Ya era muy tarde y no había nadie en los inmensos pasillos del Hospital, el silencio me ponía nervioso, aquello era tan grande que me podía perder si no me fijaba, una paranoia empezó a formarse en mi mente ¿y si los pasillos de este hospital son un laberinto? ¿y si no vuelvo a salir de aquí jamas?, - Demasiadas películas de terror, y demasiados libros de Stephen King- me dije a mí mismo para tranquilizarme. Tras andar apresuradamente por los blancos pasillos torciendo las esquinas y encontrando nuevos pasillos idénticos a los anteriores encontré los ascensores (¡uf, qué alivio!) Pulsé repetidamente el botón de llamada del ascensor, deseando que las puertas metálicas de este se abrieran ¿Os he dicho que no me gustan nada los ascensores? Pues así es, me siento encerrado cuando voy en ellos, pero por supuesto, no estaba dispuesto a bajar desde la sexta planta por las escaleras. ¡Dinnggg!, el ascensor había llegado (el timbre sonó como el de un microondas, ¿reventaré como un huevo cuando entre en el ascensor?) las puertas metálicas se abrieron y para mi sorpresa ví que el ascensor estaba ocupado.

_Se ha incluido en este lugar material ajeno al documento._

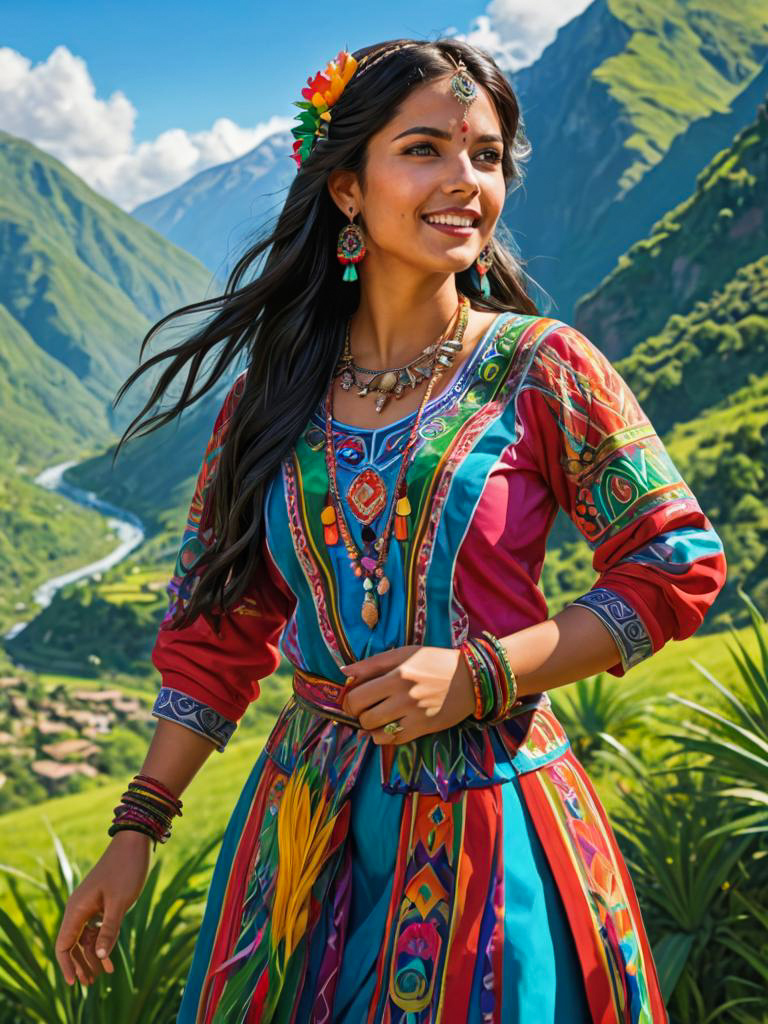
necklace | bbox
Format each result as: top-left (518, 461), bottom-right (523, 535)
top-left (321, 295), bottom-right (469, 629)
top-left (334, 304), bottom-right (461, 413)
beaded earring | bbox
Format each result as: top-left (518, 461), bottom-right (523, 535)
top-left (475, 242), bottom-right (494, 298)
top-left (336, 207), bottom-right (368, 281)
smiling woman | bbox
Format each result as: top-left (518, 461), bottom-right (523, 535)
top-left (51, 32), bottom-right (725, 1024)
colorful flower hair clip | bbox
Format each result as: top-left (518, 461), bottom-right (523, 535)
top-left (291, 50), bottom-right (357, 168)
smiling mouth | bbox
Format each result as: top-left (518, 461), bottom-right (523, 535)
top-left (421, 213), bottom-right (480, 228)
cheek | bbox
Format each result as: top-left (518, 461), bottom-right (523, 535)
top-left (366, 175), bottom-right (419, 241)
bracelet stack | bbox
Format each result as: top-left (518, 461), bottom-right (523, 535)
top-left (109, 775), bottom-right (181, 850)
top-left (459, 630), bottom-right (520, 725)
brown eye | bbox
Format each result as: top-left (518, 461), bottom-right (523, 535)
top-left (404, 142), bottom-right (434, 157)
top-left (475, 150), bottom-right (502, 164)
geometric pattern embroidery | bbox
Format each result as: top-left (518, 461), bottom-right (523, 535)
top-left (570, 587), bottom-right (653, 672)
top-left (152, 686), bottom-right (238, 753)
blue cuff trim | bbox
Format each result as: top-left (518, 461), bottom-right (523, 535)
top-left (570, 587), bottom-right (653, 672)
top-left (152, 686), bottom-right (238, 753)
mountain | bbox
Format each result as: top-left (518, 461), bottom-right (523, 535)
top-left (67, 372), bottom-right (236, 541)
top-left (574, 97), bottom-right (768, 358)
top-left (0, 132), bottom-right (217, 633)
top-left (0, 132), bottom-right (217, 426)
top-left (128, 0), bottom-right (768, 321)
top-left (505, 0), bottom-right (768, 321)
top-left (133, 131), bottom-right (296, 279)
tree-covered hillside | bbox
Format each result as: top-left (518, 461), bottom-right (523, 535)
top-left (0, 132), bottom-right (217, 424)
top-left (0, 132), bottom-right (219, 633)
top-left (505, 0), bottom-right (768, 321)
top-left (574, 96), bottom-right (768, 358)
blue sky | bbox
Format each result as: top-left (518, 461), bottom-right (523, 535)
top-left (0, 0), bottom-right (590, 210)
top-left (0, 0), bottom-right (484, 141)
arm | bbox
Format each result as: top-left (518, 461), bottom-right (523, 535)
top-left (505, 326), bottom-right (726, 692)
top-left (55, 376), bottom-right (290, 984)
top-left (495, 604), bottom-right (634, 701)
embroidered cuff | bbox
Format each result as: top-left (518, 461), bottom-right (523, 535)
top-left (152, 686), bottom-right (238, 753)
top-left (570, 587), bottom-right (653, 672)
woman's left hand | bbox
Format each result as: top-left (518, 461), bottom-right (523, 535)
top-left (341, 644), bottom-right (475, 743)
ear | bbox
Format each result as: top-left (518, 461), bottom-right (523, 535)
top-left (328, 170), bottom-right (362, 219)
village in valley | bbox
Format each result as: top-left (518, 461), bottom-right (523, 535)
top-left (0, 675), bottom-right (153, 813)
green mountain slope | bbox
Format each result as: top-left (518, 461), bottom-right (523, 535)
top-left (505, 0), bottom-right (768, 321)
top-left (574, 104), bottom-right (768, 358)
top-left (0, 132), bottom-right (219, 423)
top-left (0, 304), bottom-right (110, 469)
top-left (0, 132), bottom-right (219, 632)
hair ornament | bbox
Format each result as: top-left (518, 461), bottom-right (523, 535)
top-left (451, 60), bottom-right (477, 132)
top-left (291, 50), bottom-right (357, 168)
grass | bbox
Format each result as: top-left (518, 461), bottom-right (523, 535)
top-left (0, 614), bottom-right (757, 921)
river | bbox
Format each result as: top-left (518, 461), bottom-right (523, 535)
top-left (4, 460), bottom-right (145, 640)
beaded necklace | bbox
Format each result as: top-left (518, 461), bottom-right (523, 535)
top-left (321, 296), bottom-right (469, 629)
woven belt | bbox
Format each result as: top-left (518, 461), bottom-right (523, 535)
top-left (293, 668), bottom-right (551, 729)
top-left (293, 668), bottom-right (361, 729)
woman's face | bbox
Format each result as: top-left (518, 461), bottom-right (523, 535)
top-left (348, 75), bottom-right (506, 273)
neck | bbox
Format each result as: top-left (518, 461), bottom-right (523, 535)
top-left (349, 260), bottom-right (459, 369)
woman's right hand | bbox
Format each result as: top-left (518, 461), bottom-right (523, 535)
top-left (55, 829), bottom-right (152, 985)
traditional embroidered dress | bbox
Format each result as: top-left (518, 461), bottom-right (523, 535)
top-left (153, 313), bottom-right (726, 1024)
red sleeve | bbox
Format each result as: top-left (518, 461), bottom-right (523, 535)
top-left (152, 374), bottom-right (292, 737)
top-left (518, 325), bottom-right (727, 676)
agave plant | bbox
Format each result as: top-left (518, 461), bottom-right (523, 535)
top-left (667, 588), bottom-right (768, 831)
top-left (549, 672), bottom-right (649, 763)
top-left (0, 836), bottom-right (221, 1024)
top-left (598, 736), bottom-right (757, 1024)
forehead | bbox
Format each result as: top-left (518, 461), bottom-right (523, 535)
top-left (386, 74), bottom-right (502, 134)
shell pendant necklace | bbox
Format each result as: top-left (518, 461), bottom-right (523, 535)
top-left (321, 295), bottom-right (469, 630)
top-left (334, 306), bottom-right (461, 413)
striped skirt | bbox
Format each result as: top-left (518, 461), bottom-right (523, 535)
top-left (177, 708), bottom-right (668, 1024)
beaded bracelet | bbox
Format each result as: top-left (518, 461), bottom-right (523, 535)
top-left (460, 630), bottom-right (521, 725)
top-left (108, 775), bottom-right (182, 850)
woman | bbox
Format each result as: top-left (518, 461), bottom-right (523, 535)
top-left (56, 40), bottom-right (726, 1024)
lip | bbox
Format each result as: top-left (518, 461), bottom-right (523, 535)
top-left (421, 206), bottom-right (481, 239)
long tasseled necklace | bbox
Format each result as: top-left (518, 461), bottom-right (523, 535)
top-left (322, 296), bottom-right (469, 629)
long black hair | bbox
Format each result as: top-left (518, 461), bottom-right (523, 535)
top-left (113, 39), bottom-right (538, 628)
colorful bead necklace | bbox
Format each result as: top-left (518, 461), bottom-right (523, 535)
top-left (321, 295), bottom-right (469, 629)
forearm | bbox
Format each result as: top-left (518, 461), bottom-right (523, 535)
top-left (500, 605), bottom-right (621, 697)
top-left (133, 718), bottom-right (216, 797)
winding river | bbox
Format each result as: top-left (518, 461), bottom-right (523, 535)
top-left (4, 460), bottom-right (144, 640)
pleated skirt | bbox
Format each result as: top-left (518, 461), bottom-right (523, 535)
top-left (177, 743), bottom-right (593, 1024)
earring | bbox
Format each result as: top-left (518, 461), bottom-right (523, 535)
top-left (475, 242), bottom-right (494, 298)
top-left (336, 207), bottom-right (368, 281)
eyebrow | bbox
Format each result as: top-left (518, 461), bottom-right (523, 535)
top-left (392, 125), bottom-right (504, 143)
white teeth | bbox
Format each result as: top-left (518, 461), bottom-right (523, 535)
top-left (424, 213), bottom-right (474, 227)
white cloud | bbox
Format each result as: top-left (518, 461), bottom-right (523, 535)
top-left (458, 0), bottom-right (592, 71)
top-left (0, 46), bottom-right (292, 210)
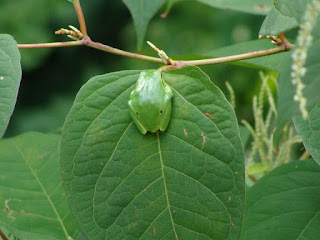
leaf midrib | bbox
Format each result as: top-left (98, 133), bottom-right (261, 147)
top-left (157, 131), bottom-right (178, 239)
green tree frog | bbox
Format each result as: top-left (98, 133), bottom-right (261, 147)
top-left (128, 70), bottom-right (173, 134)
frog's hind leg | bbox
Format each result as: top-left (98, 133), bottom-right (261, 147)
top-left (128, 100), bottom-right (147, 135)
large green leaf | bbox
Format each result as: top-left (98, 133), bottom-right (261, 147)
top-left (241, 160), bottom-right (320, 240)
top-left (259, 0), bottom-right (311, 35)
top-left (259, 7), bottom-right (298, 36)
top-left (0, 34), bottom-right (22, 139)
top-left (123, 0), bottom-right (166, 50)
top-left (207, 39), bottom-right (290, 71)
top-left (0, 133), bottom-right (78, 240)
top-left (294, 105), bottom-right (320, 164)
top-left (197, 0), bottom-right (273, 15)
top-left (167, 0), bottom-right (273, 15)
top-left (61, 67), bottom-right (244, 240)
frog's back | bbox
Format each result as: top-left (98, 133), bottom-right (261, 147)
top-left (134, 70), bottom-right (165, 108)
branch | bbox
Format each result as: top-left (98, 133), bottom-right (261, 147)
top-left (180, 46), bottom-right (287, 66)
top-left (18, 0), bottom-right (292, 66)
top-left (73, 0), bottom-right (88, 36)
top-left (18, 41), bottom-right (83, 48)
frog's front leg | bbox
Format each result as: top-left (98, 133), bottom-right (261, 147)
top-left (128, 100), bottom-right (147, 134)
top-left (160, 95), bottom-right (172, 132)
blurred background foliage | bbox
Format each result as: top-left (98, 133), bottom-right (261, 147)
top-left (0, 0), bottom-right (270, 137)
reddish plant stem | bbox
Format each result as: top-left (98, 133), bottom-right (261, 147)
top-left (18, 41), bottom-right (83, 49)
top-left (0, 230), bottom-right (8, 240)
top-left (73, 0), bottom-right (88, 36)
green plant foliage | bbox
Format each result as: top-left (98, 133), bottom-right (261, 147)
top-left (241, 160), bottom-right (320, 240)
top-left (0, 133), bottom-right (78, 240)
top-left (197, 0), bottom-right (273, 15)
top-left (0, 0), bottom-right (76, 71)
top-left (123, 0), bottom-right (166, 50)
top-left (293, 105), bottom-right (320, 164)
top-left (0, 34), bottom-right (22, 139)
top-left (259, 0), bottom-right (312, 36)
top-left (259, 7), bottom-right (298, 36)
top-left (61, 67), bottom-right (244, 239)
top-left (208, 39), bottom-right (290, 71)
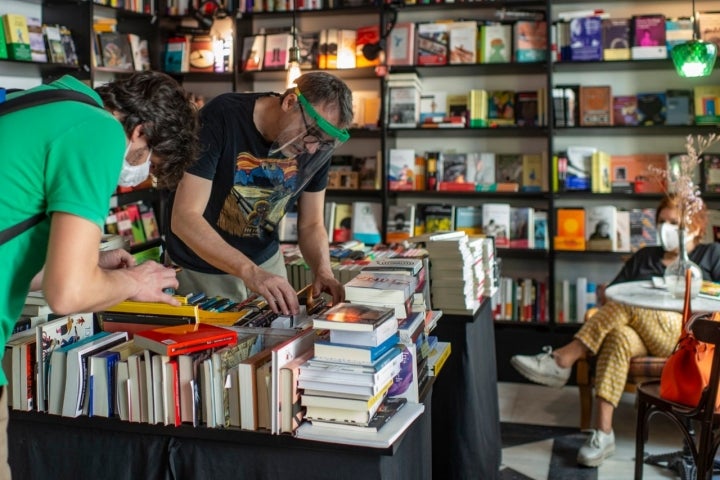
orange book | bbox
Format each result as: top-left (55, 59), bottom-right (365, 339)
top-left (133, 323), bottom-right (237, 356)
top-left (580, 86), bottom-right (613, 127)
top-left (610, 153), bottom-right (668, 193)
top-left (555, 208), bottom-right (585, 250)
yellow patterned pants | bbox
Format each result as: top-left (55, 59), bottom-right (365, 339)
top-left (575, 302), bottom-right (682, 407)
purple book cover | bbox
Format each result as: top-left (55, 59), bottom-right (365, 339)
top-left (613, 95), bottom-right (638, 125)
top-left (633, 15), bottom-right (665, 47)
top-left (570, 17), bottom-right (602, 62)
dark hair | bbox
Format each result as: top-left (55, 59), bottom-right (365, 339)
top-left (281, 72), bottom-right (353, 128)
top-left (96, 71), bottom-right (199, 190)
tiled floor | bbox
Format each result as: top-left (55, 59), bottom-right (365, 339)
top-left (498, 383), bottom-right (682, 480)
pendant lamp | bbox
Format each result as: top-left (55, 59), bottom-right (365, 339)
top-left (670, 0), bottom-right (717, 78)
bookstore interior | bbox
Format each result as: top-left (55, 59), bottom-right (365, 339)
top-left (0, 0), bottom-right (720, 478)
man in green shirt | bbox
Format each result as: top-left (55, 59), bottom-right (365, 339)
top-left (0, 72), bottom-right (198, 478)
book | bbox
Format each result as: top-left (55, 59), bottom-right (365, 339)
top-left (27, 17), bottom-right (48, 62)
top-left (312, 302), bottom-right (397, 332)
top-left (602, 18), bottom-right (630, 61)
top-left (62, 332), bottom-right (128, 417)
top-left (2, 13), bottom-right (32, 62)
top-left (295, 402), bottom-right (425, 448)
top-left (188, 35), bottom-right (215, 72)
top-left (480, 23), bottom-right (513, 63)
top-left (631, 14), bottom-right (667, 60)
top-left (315, 335), bottom-right (398, 364)
top-left (345, 272), bottom-right (417, 304)
top-left (385, 203), bottom-right (415, 244)
top-left (570, 16), bottom-right (603, 62)
top-left (513, 20), bottom-right (547, 63)
top-left (97, 32), bottom-right (135, 71)
top-left (415, 22), bottom-right (449, 65)
top-left (580, 85), bottom-right (613, 127)
top-left (278, 350), bottom-right (313, 433)
top-left (35, 313), bottom-right (95, 412)
top-left (133, 323), bottom-right (237, 356)
top-left (350, 200), bottom-right (382, 245)
top-left (448, 20), bottom-right (478, 65)
top-left (386, 22), bottom-right (415, 66)
top-left (310, 398), bottom-right (407, 433)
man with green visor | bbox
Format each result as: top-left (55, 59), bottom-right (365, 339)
top-left (167, 72), bottom-right (353, 314)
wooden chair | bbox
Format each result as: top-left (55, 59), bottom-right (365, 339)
top-left (635, 318), bottom-right (720, 480)
top-left (575, 308), bottom-right (666, 430)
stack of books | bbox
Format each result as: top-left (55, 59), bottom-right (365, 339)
top-left (298, 303), bottom-right (404, 432)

Una enfermera, pero no una enfermera cualquiera, era una enfermera digna de ser portada del Playboy, larga cabellera rubia, labios gruesos, mirada penetrante una bata tan ajustada que dibujaba perfectamente sus irreales medidas de 90-60-90, con la cofia blanca a juego con la bata, medias blancas con liguero ¡Un momento! ¿desde cuándo las enfermeras llevan cofia? Eso sólo pasa en las películas americanas, y ¿desde cuándo los uniformes de las enfermeras parecen ser comprados en sex-shops?. Algo no encajaba, esto no podía ser cierto, decidí dejar de pensar esas cosas por un rato y entré en el ascensor, las puertas se cerraron al instante en que yo entré y algo me dijo que jamas volvería a salir de él.
- ¿Bajas? -me dijo con una voz tan sensual que la piel se me puso de gallina.
- Sí, sí, sí bajo -le respondí nervioso (tanta exuberancia, tanta voluptuosidad, yo no sabía donde mirar)
Después de esto, los dos seguimos callados un momento, hasta que ella rompió de nuevo el silencio
- ¿Eres donante de sangre?
- No, no lo soy - le respondí
- ¿Nunca has pensado en donar sangre?-, me dijo aquella enfermera de ensueño mientras se acercaba a mí lentamente,
- No, no- le respondí cuando estaba tan cerca de mí que podía sentir su aliento, me acorraló contra el espejo del ascensor de repente me di cuenta de algo. Sus ojos, sus ojos habían cambiado, aquellos ojos no eran humanos, aquellos ojos tenían mucho de animal, eran casi hipnóticos, me agarró de las muñecas, y con una fuerza sobrehumana me levantó los brazos presionándomelos contra el espejo, momento en que me di cuenta que sus manos no se reflejaban en él.
Yo ya no podía hacer nada, me sentía paralizado por aquellos ojos, por aquella mirada, ella me dedicó una sonrisa, la sonrisa de la muerte, mostrándome su perfecta dentadura con unos colmillos superdesarrollados, ella besó mi cuello, mordió mi cuello, clavó sus colmillos en mi cuello, no puedo decir que fuera desagradable si no todo lo contrario, fue muy placentero, muy placentero, notar como mi vida se escapaba para que la vida de ella continuase.
Ahora ya no temo a los hospitales, a los “talleres de humanos”.
Ahora los frecuento, cada vez que tengo hambre, hago una visita a mi amiga, la encargada del centro de transfusión, hermandad de donantes de sangre, hermandad de consumidores de sangre.